Der Warencharakter des Ganzen ist unübersehbar - jeder kann sich aus den im spirituellen Supermarkt frei verkäuflichen und miteinander problemlos kompatiblen Sinn- und Unsinnsbrocken sein eigenes Religionssurrogat oder einen erleuchteten Lifestyle zusammenrühren. Die geforderte Hingabe an den oder die Lebensberater ist dann schnell als auf Produktbindung gezielte Marketingstrategie entlarvt. Interessant übrigens, dass der Trend analog zum 'Lebensabschnittspartner' hin zum 'Lebensabschnittslebensberater' geht - so wie man sich gelegentlich die Wohnung neu einrichtet und dabei dann auch am Besten Ehepartner und Haustier auswechselt.
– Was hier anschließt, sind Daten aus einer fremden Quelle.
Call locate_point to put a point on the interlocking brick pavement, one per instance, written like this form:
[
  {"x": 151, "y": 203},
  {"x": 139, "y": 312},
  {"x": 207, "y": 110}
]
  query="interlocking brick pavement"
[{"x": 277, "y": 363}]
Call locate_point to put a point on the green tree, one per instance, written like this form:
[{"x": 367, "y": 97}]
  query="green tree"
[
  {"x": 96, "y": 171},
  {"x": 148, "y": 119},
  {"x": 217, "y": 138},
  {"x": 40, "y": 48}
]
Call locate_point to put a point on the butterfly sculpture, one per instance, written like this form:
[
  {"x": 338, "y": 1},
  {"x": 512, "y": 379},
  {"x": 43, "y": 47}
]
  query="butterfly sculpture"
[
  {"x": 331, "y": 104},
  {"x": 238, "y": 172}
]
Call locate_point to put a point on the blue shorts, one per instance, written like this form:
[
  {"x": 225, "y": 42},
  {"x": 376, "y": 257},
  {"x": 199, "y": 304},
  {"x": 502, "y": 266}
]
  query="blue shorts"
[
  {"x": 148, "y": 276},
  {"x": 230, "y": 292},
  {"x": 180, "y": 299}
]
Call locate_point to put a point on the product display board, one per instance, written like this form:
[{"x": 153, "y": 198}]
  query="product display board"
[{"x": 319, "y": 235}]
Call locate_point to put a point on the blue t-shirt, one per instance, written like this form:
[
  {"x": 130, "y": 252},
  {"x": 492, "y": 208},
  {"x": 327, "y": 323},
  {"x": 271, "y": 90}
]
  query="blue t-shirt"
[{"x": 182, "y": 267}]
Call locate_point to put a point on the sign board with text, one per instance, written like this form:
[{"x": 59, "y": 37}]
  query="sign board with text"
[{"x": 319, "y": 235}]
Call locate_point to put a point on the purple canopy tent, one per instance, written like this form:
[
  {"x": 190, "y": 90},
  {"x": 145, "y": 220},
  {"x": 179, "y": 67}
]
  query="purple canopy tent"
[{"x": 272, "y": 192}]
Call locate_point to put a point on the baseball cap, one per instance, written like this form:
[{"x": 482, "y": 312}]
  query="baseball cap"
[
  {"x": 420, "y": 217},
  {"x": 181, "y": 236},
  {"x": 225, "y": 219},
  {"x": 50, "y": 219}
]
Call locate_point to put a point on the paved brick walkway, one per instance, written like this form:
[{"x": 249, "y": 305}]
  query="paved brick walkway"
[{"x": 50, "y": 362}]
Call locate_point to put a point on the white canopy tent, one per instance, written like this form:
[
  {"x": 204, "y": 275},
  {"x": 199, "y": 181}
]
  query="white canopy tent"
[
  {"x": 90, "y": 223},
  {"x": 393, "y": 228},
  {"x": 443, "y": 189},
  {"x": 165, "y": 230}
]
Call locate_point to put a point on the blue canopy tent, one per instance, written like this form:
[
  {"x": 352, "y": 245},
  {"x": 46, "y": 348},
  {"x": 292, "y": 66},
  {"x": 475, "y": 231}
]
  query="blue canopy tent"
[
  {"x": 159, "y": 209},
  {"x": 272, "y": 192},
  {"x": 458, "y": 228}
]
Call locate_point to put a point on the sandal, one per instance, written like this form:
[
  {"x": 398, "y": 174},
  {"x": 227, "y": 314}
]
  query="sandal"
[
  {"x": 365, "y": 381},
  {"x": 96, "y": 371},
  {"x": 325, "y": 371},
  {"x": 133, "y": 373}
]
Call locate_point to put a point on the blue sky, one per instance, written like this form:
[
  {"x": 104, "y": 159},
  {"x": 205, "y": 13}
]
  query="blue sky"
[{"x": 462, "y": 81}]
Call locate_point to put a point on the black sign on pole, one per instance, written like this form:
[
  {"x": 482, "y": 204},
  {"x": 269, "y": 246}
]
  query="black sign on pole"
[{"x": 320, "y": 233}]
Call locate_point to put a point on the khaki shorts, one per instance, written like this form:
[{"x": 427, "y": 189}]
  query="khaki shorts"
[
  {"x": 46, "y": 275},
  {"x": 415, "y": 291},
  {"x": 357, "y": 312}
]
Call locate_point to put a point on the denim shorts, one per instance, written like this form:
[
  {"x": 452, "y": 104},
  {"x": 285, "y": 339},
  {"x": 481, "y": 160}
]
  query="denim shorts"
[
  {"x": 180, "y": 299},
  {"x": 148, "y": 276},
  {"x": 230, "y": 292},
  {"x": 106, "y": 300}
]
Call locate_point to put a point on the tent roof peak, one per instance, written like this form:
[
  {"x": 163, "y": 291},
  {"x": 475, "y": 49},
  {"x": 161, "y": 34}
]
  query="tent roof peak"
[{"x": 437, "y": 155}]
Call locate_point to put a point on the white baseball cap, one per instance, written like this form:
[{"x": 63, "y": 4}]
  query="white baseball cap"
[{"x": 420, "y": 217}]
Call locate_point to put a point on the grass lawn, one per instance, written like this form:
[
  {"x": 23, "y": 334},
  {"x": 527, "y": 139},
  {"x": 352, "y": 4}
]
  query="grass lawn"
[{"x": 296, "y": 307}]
Der Erfolg und die Wachstumsraten dieses Marktsegments verdanken sich in erster Linie dem Eingehen auf Erwartungshaltungen - es ist sehr viel bequemer, eine halbe Stunde Tarotkarten zu legen, als in dieser Zeit Zazen zu praktizieren (eine 'Schule' hier in der Region inseriert mit dem Werbeslogan: 'Meditationen, die Spass machen'. Das ist es, was Zen so öde macht - Zazen macht einfach keinen Spass).
Da lohnt sich allemal die Ausgabe für das Kartenspiel (womöglich von Osho oder einem anderen Menschheitslehrer persönlich designt) und das zugehörige Buch und/oder Video. Schließlich läuft ja eh alles auf das Selbe hinaus. Eine Beratung beim Feng-Shui-Geomanten ist zwar teurer als ein Dokusan - dafür hat man mit der Bezahlung der Beratungsgebühr dann aber auch schon alle Erwartungen erfüllt, die an einen gestellt werden könnten. Für vergleichsweise bescheidene Beträge kann man sich zum Wünschelrutengänger, Geistheiler oder Kaffeesatzleser ausbilden lassen (Franchising wird in der Szene immer beliebter) und so ggf. Minderwertigkeitsgefühle kompensieren. Man ist dann zwar nicht der Papst oder der Dalai Lama aber immerhin mindestens doppelt so spirituell wie der im Grobstofflichen verhaftete Nachbar ...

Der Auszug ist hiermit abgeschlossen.